While it is not hard to see the influence of wider consumer technology in the new screen-led environment, it is not a simple matter of installing consumer-grade equipment. As I find myself on my back for the second time—this time in NASA’s mid-fidelity Orion mockup—John McCullough, Orion’s Vehicle Integration Manager, tells me that the capsule’s potentially depressurized status changes the equation. “If that hatch is open, all your electronics have to be able to function in zero pressure and no air. You can’t air-cool your electronics,” he says. Space is cold, but electronics produce heat; you can hear your computer’s fan running to cool it off. But fans don’t work in a vacuum; instead, the engineers will use cold plates that circulate liquids in a loop for cooling. This is not a new problem, McCullough says. Apollo electronics had to operate under the same conditions.
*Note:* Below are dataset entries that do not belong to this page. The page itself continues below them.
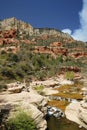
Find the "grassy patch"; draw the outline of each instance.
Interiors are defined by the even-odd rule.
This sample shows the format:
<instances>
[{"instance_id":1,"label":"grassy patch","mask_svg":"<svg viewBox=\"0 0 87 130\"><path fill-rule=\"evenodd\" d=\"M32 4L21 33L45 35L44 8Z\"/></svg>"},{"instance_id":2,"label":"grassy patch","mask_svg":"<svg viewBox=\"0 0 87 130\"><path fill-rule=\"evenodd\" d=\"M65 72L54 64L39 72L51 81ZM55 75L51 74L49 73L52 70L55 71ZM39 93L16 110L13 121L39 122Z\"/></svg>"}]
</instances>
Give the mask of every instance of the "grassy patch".
<instances>
[{"instance_id":1,"label":"grassy patch","mask_svg":"<svg viewBox=\"0 0 87 130\"><path fill-rule=\"evenodd\" d=\"M59 92L57 94L53 94L53 96L58 96L62 98L71 98L71 99L77 99L77 100L82 100L83 96L79 93L62 93Z\"/></svg>"},{"instance_id":2,"label":"grassy patch","mask_svg":"<svg viewBox=\"0 0 87 130\"><path fill-rule=\"evenodd\" d=\"M20 112L7 122L8 130L36 130L36 125L32 118L25 112Z\"/></svg>"},{"instance_id":3,"label":"grassy patch","mask_svg":"<svg viewBox=\"0 0 87 130\"><path fill-rule=\"evenodd\" d=\"M38 86L35 87L35 90L36 90L39 94L42 93L43 89L44 89L44 86L43 86L43 85L38 85Z\"/></svg>"},{"instance_id":4,"label":"grassy patch","mask_svg":"<svg viewBox=\"0 0 87 130\"><path fill-rule=\"evenodd\" d=\"M67 80L74 80L74 72L73 71L68 71L65 73L65 78Z\"/></svg>"},{"instance_id":5,"label":"grassy patch","mask_svg":"<svg viewBox=\"0 0 87 130\"><path fill-rule=\"evenodd\" d=\"M51 100L48 102L48 105L60 108L62 111L65 111L65 108L68 104L69 103L67 101Z\"/></svg>"},{"instance_id":6,"label":"grassy patch","mask_svg":"<svg viewBox=\"0 0 87 130\"><path fill-rule=\"evenodd\" d=\"M83 87L83 83L82 82L75 82L74 84L64 84L61 85L59 88L56 88L56 90L58 90L59 92L81 92Z\"/></svg>"}]
</instances>

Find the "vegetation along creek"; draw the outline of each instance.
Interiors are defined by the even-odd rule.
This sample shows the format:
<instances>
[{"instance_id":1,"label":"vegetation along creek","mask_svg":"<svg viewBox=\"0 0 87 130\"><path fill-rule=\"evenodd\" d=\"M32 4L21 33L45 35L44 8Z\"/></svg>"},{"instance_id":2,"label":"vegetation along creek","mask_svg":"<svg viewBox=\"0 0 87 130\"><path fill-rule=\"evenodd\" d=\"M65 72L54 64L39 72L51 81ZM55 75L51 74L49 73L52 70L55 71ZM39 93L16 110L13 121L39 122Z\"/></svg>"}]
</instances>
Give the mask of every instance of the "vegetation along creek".
<instances>
[{"instance_id":1,"label":"vegetation along creek","mask_svg":"<svg viewBox=\"0 0 87 130\"><path fill-rule=\"evenodd\" d=\"M36 129L87 129L87 42L0 20L0 130Z\"/></svg>"},{"instance_id":2,"label":"vegetation along creek","mask_svg":"<svg viewBox=\"0 0 87 130\"><path fill-rule=\"evenodd\" d=\"M82 100L83 96L80 94L82 85L83 82L76 81L74 84L61 85L56 88L59 92L51 95L51 100L48 102L47 130L86 130L68 120L64 115L69 103Z\"/></svg>"}]
</instances>

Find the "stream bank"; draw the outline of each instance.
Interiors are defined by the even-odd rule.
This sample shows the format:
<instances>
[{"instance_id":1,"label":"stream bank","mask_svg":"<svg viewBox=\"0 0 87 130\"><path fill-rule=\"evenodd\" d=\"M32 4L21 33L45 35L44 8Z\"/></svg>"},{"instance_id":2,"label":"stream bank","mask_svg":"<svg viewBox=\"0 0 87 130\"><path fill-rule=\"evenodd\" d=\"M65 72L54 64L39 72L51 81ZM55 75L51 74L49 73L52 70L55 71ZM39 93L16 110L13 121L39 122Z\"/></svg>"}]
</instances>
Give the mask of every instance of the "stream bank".
<instances>
[{"instance_id":1,"label":"stream bank","mask_svg":"<svg viewBox=\"0 0 87 130\"><path fill-rule=\"evenodd\" d=\"M62 82L62 85L64 83L64 86L59 87L61 85L61 82ZM65 86L65 83L67 84L66 86ZM17 84L17 85L20 85L20 84ZM34 89L34 87L37 87L38 85L44 86L43 91L41 91L41 93L44 95L40 95ZM13 86L13 84L10 84L10 87L12 87L12 86ZM15 84L14 84L14 86L15 86ZM13 88L15 88L15 87L12 87L12 89L10 89L10 90L13 91ZM18 88L18 86L17 86L17 88ZM41 88L41 87L38 87L38 88ZM46 130L47 126L48 126L49 130L52 130L49 128L49 125L47 125L47 124L53 125L53 128L55 128L53 130L57 130L56 125L54 123L61 124L60 121L62 121L64 124L67 124L66 123L67 119L60 118L58 120L55 117L59 113L56 114L54 112L55 117L51 116L46 122L46 120L45 120L46 108L47 108L46 104L49 101L50 106L52 105L52 107L57 107L64 112L66 105L68 105L67 102L70 103L71 101L73 101L73 99L74 99L73 97L76 97L77 99L82 98L82 97L80 97L81 94L77 95L77 93L76 94L74 93L74 91L78 92L77 90L80 90L79 87L77 87L77 86L73 87L73 83L70 81L66 81L66 80L63 81L61 79L49 79L47 81L35 81L35 82L30 83L29 91L22 90L19 93L18 92L12 93L12 92L7 91L5 93L1 93L0 97L1 97L2 102L0 102L0 105L6 105L6 104L10 104L11 106L20 105L22 107L22 109L24 109L25 111L32 112L32 118L36 121L38 130ZM61 91L61 93L56 94L58 91ZM71 98L69 97L70 92L72 93ZM80 93L80 91L79 91L79 93ZM52 95L52 96L50 97L50 95ZM61 98L61 96L62 96L62 98ZM74 100L74 102L76 102L76 100ZM61 103L62 103L62 106L61 106ZM62 115L63 115L63 112L61 112ZM66 127L66 125L64 125L64 126ZM57 128L59 128L58 125L57 125ZM61 126L61 128L62 128L62 126ZM64 130L66 130L66 129L64 129ZM74 130L74 128L73 128L73 130ZM78 129L76 128L75 130L78 130Z\"/></svg>"}]
</instances>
Orion is designed to withstand multiple depressurization-repressurization cycles.
The famous designer Charles Eames once said, “Design depends largely on constraints.” Perhaps nowhere is that more true than in the unforgiving, exacting, bizarre environs of space, where missions are defined by the limits of technology, amounts of life-giving “consumables,” and human physiognomic capacity. Spacecraft design starts conservative, and designers progress by seeing what can be taken away: Less (weight) is more (mission). “In the last design cycle we’ve taken out over 4,000 pounds,” says McCullough. Some of this involves rethinking entire systems, like the strut-supported crew seats required for terrestrial landing; some of it comes from working creatively with what you have, like using the mass of the crew to function as ballast, or using clothing as a packing material. But the whole process is integrated. On one end, improvements in the astronaut’s gloves enabled more buttons to be placed around the command screens. On the other, McCullough notes, the Space Launch System rocket is being built at the same time. The requirements interact, mesh or clash, and change.
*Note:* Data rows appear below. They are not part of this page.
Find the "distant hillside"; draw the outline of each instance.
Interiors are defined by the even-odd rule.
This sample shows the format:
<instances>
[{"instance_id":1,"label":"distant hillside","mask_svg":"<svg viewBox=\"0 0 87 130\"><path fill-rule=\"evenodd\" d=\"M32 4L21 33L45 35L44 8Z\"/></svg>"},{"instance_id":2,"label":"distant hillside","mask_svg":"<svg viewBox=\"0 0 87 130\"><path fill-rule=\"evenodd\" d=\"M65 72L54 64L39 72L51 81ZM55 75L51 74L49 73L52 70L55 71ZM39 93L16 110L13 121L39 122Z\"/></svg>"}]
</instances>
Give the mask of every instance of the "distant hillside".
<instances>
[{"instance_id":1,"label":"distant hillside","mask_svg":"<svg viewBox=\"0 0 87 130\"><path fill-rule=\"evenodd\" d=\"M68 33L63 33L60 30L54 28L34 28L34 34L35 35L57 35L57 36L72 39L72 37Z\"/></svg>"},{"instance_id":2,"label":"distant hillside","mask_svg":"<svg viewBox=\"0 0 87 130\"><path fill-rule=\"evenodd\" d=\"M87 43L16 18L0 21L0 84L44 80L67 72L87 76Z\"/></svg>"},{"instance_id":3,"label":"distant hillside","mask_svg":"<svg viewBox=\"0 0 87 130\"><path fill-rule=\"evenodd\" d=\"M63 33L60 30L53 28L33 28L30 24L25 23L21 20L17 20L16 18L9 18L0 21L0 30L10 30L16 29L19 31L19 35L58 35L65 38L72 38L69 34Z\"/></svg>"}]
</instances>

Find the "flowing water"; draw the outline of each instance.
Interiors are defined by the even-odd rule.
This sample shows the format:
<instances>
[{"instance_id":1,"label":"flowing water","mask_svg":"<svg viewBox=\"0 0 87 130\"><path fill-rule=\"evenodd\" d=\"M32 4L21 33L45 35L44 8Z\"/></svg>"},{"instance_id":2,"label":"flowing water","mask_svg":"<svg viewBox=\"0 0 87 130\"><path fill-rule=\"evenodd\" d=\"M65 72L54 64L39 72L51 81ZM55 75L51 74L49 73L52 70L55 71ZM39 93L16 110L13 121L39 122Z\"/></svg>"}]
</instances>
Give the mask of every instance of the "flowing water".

The crew is part of that process, and the design is driven by questions about them, says McCullough. “If you lose a crew member, are you able to take care of one another? If I lose contact with this vehicle, the crew has to pilot themselves back. Those are the things you don’t have to worry about in low Earth orbit.” As we rest on our backs, gazing into the screens that may one day display Martian landing procedures, McCullough says, “It’s a part of growing up, humanity growing up and stretching out. To be able to say ‘I’m not tethered to the Earth anymore.’ ” Orion is being designed to break the tether.